Over its 10 years (and counting) Young Everyman and Playhouse has nurtured creative talent not only on stage but in all areas of theatre-making.

Our Town Needs a Nandos (that should really be Nando's of course) comes from YEP writer graduate Samantha O’Rourke who was inspired by her time as a teaching assistant in a school. And what she has created from that is an impressive piece of theatre.

O’Rourke has put strong young female voices, with all their hopes and dreams, firmly centre stage in a production which is full of energy and imagination.

Set in the North Walian town of Rhyl (number of Nando’s = nil), the play charts a group of teenage girls’ bumpy journey towards womanhood.

Her quintet of fierce and funny characters, brought vividly to life by the assured and talented young cast (three YEP acting graduates among them), are each battling their own personal demons and facing down challenges as they negotiate everyday life in the small seaside town while dreaming of better times to come.

There’s a lot to unpack – on balance, perhaps a little too much actually, with O’Rourke adding practically every current issue and talking point to the pot over the production’s two-hour running time.

I think the only thing that doesn’t get an airing (sadly) is the pernicious prevalence of violent porn and how that affects boys’ - and by extension girls' - attitudes to sex and relationships.

This desire to tackle a myriad of issues is almost overwhelming and means some, such as eating disorders, can feel a little there-and-then-gone.

Above: Rachel (Mali O'Donnell) and Chloe (Jada-Li Warrican). Top: Zahidah (Nadia Anim) and Ellie (Chloe Hughes). Photos by Mhairi Bell-Moodie

But equally there are important conversations provoked about a panoply of often difficult subjects including violence against women and girls, abuse, bullying, burgeoning sexuality, peer pressure, being an outsider, control of your own body, risk taking, suicide, family relationships and a lack of female role models (less history, more ‘herstory’!).

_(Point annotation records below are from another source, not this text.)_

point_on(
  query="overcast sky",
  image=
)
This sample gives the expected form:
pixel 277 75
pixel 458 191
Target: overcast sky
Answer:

Kalli Tant’s Beth is the intelligent disruptor impatient to throw off the shackles of school and small town to forge her own path, while Ellie’s (Chloe Hughes) risk-taking bravado hides a difficult home life and Rachel (Mali O’Donnell) is a people-pleaser trying to keep a foot in every camp.

Zahidah (Nadia Anim) hides the brutal reality of her former life as a refugee behind sweet-natured studiousness, while newcomer Chloe’s (Jada-Li Warrican) wild story-spinning turns out to be a protective shell against an abusive background which has seen her chased from school to school by her past.

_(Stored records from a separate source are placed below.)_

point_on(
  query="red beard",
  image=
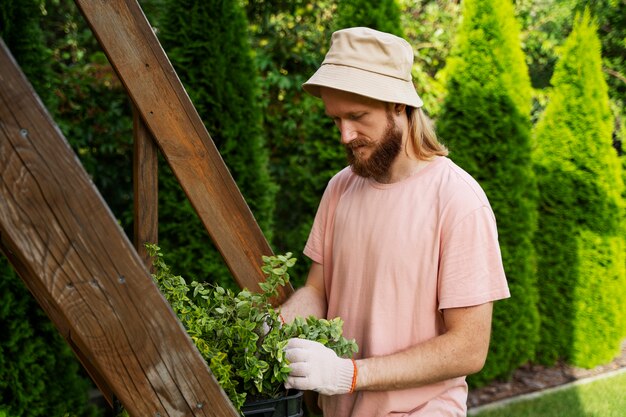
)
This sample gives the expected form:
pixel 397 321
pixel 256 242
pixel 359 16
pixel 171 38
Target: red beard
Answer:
pixel 384 152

They form a sweary, swaggering sisterhood battling the high emotions which come with teenage years – yo-yoing from crushing boredom to manic exultation and vicious fallings out to intense makings up which anyone with XX chromosomes will instantly ‘get’.

Not, as the final scene wryly underlines, that this is just a story that concerns women and girls.

Directed with vigour by Ameera Conrad and strikingly staged, O'Rourke's play is an impressive showcase for YEP and for all the creatives involved in it.